May 6 2009, 8:23 PM 

I juiced Cleavers (or Sticky Willie to us Scots) a few years ago just to see what it tasted like. It was pretty fab! Goes well with carrot juice and freezes well as ice cubes. Someone at The Scottish School did a study on the properties pre- and post-freezing. A few years ago now but i think the abstract is available online at their website www.herbalmedicine.org.uk

Now, nettle juice... theres a thought...

Happy juicing people!

Claire
x

 
 



86.12.54.19

Re: Juicing Herbs

May 8 2009, 9:04 AM 

I have a lovely crop of watercress in the pond, I think I'll have a go at juicing that and a mountain of lemon balm that I think would be lovely, in fact I'm salivating at the thought of juiced lemon balm topped up with chilled lemonade or elderflower cordial!

I think my problem is being able to get enough of a single herb to make juice, nettles are realtively easy to access if I go for a walk, but some of the standard herbs to juice such as parsely I don't have in abundance.
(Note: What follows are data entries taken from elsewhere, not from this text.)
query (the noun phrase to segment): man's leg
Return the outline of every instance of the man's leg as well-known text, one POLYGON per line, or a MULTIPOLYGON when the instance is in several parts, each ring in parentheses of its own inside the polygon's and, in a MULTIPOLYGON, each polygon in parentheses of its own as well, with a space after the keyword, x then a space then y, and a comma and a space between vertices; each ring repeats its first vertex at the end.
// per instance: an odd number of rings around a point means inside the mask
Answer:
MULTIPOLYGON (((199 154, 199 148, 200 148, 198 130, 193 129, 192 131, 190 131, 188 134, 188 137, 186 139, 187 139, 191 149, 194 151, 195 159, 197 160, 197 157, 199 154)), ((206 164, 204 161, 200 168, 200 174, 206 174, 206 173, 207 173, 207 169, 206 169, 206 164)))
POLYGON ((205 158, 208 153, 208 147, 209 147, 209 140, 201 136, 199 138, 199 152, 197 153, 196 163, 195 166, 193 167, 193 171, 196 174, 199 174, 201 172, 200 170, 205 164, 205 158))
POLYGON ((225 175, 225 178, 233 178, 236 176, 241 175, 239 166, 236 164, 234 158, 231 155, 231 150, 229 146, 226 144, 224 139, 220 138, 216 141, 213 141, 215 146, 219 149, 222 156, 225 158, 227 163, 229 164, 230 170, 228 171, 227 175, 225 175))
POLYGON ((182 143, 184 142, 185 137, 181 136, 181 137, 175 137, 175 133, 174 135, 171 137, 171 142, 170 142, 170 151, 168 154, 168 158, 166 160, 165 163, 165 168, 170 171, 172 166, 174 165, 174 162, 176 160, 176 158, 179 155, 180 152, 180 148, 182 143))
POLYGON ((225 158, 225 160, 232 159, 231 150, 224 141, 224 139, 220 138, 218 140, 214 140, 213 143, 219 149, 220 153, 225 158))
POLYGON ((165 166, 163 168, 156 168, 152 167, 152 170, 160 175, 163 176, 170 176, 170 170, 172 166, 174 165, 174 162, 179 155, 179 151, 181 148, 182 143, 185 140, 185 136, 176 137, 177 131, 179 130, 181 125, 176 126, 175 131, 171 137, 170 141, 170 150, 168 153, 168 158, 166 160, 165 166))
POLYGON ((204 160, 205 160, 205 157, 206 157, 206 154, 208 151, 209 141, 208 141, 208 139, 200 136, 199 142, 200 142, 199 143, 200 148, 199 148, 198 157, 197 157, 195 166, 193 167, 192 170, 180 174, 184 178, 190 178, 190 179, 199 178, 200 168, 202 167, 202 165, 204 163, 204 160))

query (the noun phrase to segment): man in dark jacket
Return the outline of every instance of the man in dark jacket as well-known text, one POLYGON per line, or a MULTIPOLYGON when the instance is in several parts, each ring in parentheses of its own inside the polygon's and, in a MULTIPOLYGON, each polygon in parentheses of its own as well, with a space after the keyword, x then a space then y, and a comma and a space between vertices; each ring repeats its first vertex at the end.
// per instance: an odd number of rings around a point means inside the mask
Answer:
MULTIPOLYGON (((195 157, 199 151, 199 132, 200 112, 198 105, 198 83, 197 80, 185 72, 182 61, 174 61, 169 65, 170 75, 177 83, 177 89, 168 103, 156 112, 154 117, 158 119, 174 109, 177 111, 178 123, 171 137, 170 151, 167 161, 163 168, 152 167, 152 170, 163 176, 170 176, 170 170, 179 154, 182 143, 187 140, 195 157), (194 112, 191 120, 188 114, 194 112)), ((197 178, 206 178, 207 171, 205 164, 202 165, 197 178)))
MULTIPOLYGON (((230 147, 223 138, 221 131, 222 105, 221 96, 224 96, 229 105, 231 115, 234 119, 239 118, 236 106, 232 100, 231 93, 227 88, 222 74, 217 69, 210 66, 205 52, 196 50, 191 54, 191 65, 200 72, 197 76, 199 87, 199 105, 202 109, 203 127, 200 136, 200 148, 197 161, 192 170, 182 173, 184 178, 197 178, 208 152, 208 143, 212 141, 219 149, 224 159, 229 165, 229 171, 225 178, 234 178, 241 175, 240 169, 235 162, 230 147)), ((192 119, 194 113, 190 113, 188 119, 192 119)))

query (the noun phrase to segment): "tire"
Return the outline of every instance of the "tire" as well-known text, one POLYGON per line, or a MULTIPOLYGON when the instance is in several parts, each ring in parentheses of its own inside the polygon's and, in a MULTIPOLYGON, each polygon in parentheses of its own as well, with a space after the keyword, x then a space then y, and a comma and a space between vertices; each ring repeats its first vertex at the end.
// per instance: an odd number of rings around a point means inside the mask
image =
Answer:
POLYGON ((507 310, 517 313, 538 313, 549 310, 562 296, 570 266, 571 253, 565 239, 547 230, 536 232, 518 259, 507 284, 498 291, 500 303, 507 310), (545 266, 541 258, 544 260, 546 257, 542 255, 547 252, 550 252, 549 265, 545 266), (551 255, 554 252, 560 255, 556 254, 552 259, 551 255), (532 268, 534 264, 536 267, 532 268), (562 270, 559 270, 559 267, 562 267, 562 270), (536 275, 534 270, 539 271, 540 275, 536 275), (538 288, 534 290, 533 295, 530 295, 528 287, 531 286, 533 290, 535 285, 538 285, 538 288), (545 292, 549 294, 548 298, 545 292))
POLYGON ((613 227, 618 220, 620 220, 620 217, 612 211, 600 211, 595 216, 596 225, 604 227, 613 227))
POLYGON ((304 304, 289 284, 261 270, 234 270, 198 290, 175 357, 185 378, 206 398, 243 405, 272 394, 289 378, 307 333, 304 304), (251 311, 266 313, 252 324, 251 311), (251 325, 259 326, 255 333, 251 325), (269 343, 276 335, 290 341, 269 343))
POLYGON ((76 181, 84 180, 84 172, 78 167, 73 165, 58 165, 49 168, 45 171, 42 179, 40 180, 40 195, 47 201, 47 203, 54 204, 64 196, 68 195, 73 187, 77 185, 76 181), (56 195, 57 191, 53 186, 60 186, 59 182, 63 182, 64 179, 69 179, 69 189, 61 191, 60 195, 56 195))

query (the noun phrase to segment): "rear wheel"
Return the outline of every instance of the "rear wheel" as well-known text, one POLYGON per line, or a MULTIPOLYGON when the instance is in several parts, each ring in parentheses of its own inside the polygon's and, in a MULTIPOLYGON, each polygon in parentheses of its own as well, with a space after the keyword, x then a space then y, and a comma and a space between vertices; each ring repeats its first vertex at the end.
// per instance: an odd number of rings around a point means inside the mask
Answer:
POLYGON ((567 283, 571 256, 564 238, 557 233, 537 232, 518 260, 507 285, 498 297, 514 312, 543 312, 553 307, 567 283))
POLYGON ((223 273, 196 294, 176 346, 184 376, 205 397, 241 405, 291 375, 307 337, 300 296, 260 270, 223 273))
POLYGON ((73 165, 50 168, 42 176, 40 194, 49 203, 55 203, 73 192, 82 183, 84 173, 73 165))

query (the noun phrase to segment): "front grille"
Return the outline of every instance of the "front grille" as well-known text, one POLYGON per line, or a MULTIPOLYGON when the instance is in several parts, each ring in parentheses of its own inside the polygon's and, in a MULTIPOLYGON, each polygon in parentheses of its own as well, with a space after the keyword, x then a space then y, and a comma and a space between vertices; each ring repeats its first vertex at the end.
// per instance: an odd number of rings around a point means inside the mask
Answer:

How many people add herbs to smoothies? I make a lush one based on Sophie Grigsons Strawberry, Lemon Verbena & Mascarpone Fool recipe you can find on the HS site, I use a strawberry low fat yogurt, fresh strawberries, milk and about 12 lemon verbena leaves. Whizz it all up and indulge, less calories than the dessert variation but equally as yummy. Have found that a few lavender flower heads to a strawberry smoothie go really well.

Mint and pineapple go well together, rosemary perks up orange based smoothies or juices especially the ginger rosemary variety. Try freshly juiced oranges with a spring of ginger rosemary topped up with ginger ale yum! A bit of fresh basil can add a lovely twist to orange juice as well, and if you like tomato juice that can taste lovely with the addition of a little basil or thyme.

Debs


 
 


194.221.40.3

Re: Juicing Herbs

May 12 2009, 4:12 PM 

I tried juicing some fresh cleavers on Sunday afternoon. It was a little easier than juicing the nettles, but still managed to overheat the juicer. I got about 1 fl oz of dark green juice. It tasted.....green and fresh and went well with some apple and elder juice I'd got in the fridge. I'm sure it's Very Good For You, but I think I'll stick to tea and tincture as juicing makes my thumb joint ache!